For Cosby, the new situation comedy was a response to the increasingly violent and vulgar fare the networks usually offered... The show had parallels to Cosby's actual family life: like the characters Cliff and Claire Huxtable, Cosby and his wife Camille were college educated, financially successful, and had five children. Essentially a throwback to the wholesome family situation comedy, The Cosby Show was unprecedented in its portrayal of an intelligent, affluent, African-American family.I never really watched The Cosby Show. I don't honestly know much about it. But for the purposes of this blog series, I find Cosby a fitting symbol - a representative, if you will, of a certain shift in '80s black popular culture. Bill Cosby is emblematic of the way in which '70s African-American edginess gradually slid into '80s African-American tameness. And as television went, so did music. Ladies and gentlemen: I give you "Cosby Rock."
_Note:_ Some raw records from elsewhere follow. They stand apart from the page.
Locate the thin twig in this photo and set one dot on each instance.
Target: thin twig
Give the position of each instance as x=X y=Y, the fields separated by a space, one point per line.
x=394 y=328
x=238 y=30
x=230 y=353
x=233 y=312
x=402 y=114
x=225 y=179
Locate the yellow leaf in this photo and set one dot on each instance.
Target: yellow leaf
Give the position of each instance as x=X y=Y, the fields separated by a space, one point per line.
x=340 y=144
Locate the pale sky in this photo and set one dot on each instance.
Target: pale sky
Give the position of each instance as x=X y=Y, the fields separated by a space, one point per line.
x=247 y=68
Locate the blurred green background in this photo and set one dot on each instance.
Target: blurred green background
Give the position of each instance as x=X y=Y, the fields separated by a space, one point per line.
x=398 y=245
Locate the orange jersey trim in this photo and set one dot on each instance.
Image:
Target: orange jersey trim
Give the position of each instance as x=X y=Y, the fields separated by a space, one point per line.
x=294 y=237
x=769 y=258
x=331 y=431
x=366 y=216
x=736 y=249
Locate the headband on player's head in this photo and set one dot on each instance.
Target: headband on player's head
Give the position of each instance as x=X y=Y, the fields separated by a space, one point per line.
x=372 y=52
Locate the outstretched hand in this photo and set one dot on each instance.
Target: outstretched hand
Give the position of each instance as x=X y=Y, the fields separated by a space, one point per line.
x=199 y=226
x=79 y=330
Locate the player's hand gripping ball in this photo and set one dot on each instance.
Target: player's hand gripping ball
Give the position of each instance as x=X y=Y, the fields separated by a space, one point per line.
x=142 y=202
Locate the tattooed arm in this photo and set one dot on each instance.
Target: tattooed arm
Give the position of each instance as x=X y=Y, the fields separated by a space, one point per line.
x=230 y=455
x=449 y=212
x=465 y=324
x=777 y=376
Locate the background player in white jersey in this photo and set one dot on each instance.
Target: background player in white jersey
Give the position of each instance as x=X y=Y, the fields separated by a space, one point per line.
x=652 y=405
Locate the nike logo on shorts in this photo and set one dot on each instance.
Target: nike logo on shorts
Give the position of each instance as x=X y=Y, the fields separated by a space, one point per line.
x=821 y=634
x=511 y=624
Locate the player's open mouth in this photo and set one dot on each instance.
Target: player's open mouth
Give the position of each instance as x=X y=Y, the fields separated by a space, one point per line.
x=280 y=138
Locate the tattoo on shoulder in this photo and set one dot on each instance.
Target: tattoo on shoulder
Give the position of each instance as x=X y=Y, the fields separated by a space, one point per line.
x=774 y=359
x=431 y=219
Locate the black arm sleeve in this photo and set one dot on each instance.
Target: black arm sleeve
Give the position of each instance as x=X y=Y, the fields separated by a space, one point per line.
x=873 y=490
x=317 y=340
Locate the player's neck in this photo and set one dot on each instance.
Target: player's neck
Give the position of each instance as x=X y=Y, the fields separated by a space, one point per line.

In perhaps a mixed sign of our nation's racial progress, I think it's fair to say that in the world of '80s pop music, exceedingly vacuous, non-threatening, yuppified pop songs were not solely the province of white people. True, since the beginning of American popular music, black musicians have often aimed at the middle of the road, but mostly out of necessity. Come off too dangerous, and white people weren't going to buy your music.
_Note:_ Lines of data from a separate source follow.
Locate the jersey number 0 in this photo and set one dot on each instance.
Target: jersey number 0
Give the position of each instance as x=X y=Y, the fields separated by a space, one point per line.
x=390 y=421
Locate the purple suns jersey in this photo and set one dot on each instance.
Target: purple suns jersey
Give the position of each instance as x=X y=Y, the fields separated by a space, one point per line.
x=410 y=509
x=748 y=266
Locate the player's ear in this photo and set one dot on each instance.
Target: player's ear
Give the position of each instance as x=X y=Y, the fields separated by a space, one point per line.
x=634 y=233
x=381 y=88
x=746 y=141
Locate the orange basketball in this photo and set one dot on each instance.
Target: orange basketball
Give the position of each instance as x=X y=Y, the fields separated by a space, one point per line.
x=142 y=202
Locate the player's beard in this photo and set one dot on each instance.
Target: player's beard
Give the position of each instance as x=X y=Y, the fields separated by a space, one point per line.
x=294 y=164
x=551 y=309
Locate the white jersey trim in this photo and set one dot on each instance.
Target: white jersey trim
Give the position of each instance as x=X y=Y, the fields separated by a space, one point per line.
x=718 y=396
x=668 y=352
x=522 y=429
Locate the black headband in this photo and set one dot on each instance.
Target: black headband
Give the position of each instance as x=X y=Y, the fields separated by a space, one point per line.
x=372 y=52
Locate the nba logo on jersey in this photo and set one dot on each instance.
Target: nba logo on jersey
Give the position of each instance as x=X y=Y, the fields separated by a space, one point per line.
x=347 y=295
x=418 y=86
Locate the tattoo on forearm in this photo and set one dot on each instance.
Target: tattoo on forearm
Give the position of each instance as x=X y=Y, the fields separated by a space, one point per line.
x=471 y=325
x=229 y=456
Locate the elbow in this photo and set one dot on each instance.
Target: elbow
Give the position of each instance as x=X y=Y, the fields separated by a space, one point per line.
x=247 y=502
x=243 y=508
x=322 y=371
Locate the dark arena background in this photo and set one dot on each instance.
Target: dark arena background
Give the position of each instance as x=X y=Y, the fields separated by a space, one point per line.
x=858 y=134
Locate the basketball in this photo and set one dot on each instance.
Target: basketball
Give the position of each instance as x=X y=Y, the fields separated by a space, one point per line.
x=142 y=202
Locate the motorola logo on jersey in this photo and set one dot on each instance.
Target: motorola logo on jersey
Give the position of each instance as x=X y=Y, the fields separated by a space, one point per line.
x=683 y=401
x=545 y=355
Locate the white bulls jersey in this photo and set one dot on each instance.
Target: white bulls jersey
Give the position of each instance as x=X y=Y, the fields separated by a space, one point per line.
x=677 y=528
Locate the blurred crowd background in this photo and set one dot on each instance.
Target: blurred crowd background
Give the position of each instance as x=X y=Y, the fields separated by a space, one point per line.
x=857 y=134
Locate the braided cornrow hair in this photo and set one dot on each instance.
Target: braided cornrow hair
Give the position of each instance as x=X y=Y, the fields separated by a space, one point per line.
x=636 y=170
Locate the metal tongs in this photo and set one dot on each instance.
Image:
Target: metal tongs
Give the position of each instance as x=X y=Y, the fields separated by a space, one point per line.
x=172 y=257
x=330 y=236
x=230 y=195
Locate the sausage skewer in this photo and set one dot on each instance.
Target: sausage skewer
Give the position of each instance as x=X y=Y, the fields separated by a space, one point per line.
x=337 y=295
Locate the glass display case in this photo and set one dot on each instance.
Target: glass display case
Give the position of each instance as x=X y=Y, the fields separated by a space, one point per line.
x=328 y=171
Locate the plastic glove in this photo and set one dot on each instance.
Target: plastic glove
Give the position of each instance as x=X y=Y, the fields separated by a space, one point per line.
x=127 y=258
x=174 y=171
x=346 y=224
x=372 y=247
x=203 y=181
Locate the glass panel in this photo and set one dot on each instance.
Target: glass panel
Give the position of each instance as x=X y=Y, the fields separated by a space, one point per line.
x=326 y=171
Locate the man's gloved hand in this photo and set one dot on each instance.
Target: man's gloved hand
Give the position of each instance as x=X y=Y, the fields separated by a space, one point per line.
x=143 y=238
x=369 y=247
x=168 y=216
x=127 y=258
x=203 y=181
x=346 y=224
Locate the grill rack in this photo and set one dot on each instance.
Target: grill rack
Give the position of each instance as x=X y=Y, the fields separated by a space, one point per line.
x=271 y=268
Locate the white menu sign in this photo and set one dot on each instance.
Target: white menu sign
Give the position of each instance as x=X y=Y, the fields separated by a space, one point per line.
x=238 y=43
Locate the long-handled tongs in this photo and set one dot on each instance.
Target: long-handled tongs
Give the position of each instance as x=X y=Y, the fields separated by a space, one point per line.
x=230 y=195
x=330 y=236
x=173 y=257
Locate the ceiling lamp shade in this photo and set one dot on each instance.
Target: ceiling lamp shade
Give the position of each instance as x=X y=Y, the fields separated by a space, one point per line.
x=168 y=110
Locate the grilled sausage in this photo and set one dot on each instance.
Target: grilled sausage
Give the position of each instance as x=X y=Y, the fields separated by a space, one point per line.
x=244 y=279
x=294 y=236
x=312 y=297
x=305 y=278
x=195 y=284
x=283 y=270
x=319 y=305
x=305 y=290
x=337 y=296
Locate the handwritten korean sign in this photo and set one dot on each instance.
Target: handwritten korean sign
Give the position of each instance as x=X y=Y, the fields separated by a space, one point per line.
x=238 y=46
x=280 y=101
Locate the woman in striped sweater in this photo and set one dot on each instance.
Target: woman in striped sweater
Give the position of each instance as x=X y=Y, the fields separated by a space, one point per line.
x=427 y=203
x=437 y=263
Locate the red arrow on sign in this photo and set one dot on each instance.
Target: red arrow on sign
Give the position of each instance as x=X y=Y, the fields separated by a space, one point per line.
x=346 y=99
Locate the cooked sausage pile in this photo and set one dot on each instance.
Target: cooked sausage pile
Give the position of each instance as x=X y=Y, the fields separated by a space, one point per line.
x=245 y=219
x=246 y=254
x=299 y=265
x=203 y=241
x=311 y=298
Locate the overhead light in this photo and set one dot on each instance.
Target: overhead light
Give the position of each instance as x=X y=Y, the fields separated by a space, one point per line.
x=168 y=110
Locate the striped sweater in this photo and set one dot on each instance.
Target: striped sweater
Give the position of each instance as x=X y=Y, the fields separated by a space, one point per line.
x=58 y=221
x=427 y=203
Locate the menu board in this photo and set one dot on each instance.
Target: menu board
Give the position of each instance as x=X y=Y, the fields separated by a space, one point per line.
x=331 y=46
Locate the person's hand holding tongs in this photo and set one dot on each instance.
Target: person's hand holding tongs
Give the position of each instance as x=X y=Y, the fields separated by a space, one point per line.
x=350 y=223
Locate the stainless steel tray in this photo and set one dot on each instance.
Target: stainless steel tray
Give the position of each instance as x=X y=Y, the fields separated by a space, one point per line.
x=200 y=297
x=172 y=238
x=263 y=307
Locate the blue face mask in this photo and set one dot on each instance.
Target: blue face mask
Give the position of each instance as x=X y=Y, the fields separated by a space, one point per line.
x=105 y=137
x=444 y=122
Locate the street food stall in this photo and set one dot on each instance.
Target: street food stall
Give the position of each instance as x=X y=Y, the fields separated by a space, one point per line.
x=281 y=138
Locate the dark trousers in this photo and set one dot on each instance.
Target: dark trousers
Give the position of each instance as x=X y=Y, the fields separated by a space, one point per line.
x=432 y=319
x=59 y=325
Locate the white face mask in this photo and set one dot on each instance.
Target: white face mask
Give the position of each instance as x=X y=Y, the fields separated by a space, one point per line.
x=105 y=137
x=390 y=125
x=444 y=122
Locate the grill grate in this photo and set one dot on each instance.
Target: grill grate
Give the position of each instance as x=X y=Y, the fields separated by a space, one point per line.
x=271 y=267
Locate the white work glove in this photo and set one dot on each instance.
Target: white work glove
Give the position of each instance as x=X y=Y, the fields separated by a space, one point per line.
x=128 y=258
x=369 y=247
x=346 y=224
The difference with '80s R&B, however, is that - and correct me if I'm wrong here - the focus toward the middle of the road seems to have been more of a deliberate choice. In the '70s, mainstream audiences had demonstrated great acceptance toward gritty, often political funk from artists such as Sly & The Family Stone, Parliament-Funkadelic, Curtis Mayfield, and Stevie Wonder. In other words, white people could handle the heavy stuff. No, these '80s R&B singers wanted to make sentimental crap. But such is the beauty of true American freedom: You have the freedom to churn out Adult Contemporary schlock, if that's what you really want to do.
But I wouldn't want anyone to be fooled by some pseudo-narrative of black upward mobility. It was the '80s. Everybody was still fucked. It's just that nobody really wanted to sing about it. Well, a few people did. We called them "rappers." But come on, like that was ever going to make it. No, the future was obviously George Benson and Billy Ocean.